El joven se emocionó visiblemente y no supo qué responder. El emperador, que presidía la mesa montada con una larga plancha de madera sobre caballetes, se puso en pie y rubricó el brindis del andalusí.

—Qué buenas palabras, amigo Mardánish. Yo también brindo por Sancho. ¡Gloria para él!
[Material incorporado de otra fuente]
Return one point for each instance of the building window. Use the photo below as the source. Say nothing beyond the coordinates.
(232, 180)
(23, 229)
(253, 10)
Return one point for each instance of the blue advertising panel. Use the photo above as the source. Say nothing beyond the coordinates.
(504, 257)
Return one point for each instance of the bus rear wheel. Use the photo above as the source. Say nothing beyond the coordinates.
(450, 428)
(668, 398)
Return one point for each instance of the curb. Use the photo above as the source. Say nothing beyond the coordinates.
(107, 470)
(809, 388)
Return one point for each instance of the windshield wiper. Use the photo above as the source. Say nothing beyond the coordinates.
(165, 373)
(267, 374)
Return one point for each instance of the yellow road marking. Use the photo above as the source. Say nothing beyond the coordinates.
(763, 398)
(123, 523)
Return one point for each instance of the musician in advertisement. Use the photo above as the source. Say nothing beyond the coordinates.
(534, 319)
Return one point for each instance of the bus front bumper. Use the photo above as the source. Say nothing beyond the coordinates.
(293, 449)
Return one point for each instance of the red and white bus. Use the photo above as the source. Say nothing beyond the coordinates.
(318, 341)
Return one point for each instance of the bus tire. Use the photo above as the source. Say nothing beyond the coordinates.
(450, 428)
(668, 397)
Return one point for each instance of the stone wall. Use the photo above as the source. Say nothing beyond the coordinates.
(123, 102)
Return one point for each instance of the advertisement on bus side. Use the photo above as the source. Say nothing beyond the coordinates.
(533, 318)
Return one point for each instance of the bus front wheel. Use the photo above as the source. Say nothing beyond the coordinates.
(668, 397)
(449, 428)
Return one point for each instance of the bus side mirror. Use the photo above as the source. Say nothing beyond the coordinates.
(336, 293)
Los demás comensales se alzaron y repitieron el grito del emperador. Álvar se impuso a todos con su vozarrón y acabó con el contenido de su copa de un solo trago. Frente a él se hallaba el segundo hijo del emperador Alfonso, Fernando, que apenas contaba catorce años. Y a pesar de su corta edad lucía una mirada madura con la que examinaba a cada comensal. El jovencísimo Fernando repitió el brindis, pero sus labios apenas rozaron el metal plateado ni se mojaron con el caldo castellano, frío para aliviar los calores estivales de la noche jienense. Sobre la mesa de campaña quedaban los restos de faisán andalusí cocinado con setas, canela y dátiles, los pasteles de ganso y pavo a medio comer y un pichón del que todavía se disponía a dar cuenta Álvar el Calvo. Un par de escanciadores corrían alrededor de los invitados y rellenaban las copas de vino. Todos aceptaron su parte excepto Fernando, que puso la mano sobre el recipiente mientras volvía a sentarse.
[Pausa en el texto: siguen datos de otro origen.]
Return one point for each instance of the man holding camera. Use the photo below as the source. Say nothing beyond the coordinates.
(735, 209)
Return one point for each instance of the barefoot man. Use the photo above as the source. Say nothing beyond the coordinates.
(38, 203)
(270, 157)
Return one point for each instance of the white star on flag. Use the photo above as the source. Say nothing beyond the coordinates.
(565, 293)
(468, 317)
—Sancho no ha sido el único héroe hoy. —El emperador aguantó su copa a un lado y esperó a que uno de los servidores acabara de rellenársela—. Mis dos buenos camaradas, Mardánish y Álvar Rodríguez: bravo también por vosotros. Me enorgullezco de contar con ambos no solo como amigos, sino también como fieles aliados.

El vino volvió a inundar los gaznates para consagrar el nuevo brindis. Únicamente el joven Fernando permaneció quieto, absteniéndose de beber y sentado mientras los demás seguían de pie, en un gesto que podría haberse considerado de mal gusto de no ser por su mocedad. Tenía la vista fija en su hermano Sancho; entornaba los párpados y ladeaba la cabeza. Parecía que calculara cómo había sido posible que el joven rey de Nájera hubiera aguantado más de dos acometidas del infiel ahora cautivo. De aquel…, ¿cómo lo había llamado Mardánish?, masmuda. Un masmuda fanático y suicida.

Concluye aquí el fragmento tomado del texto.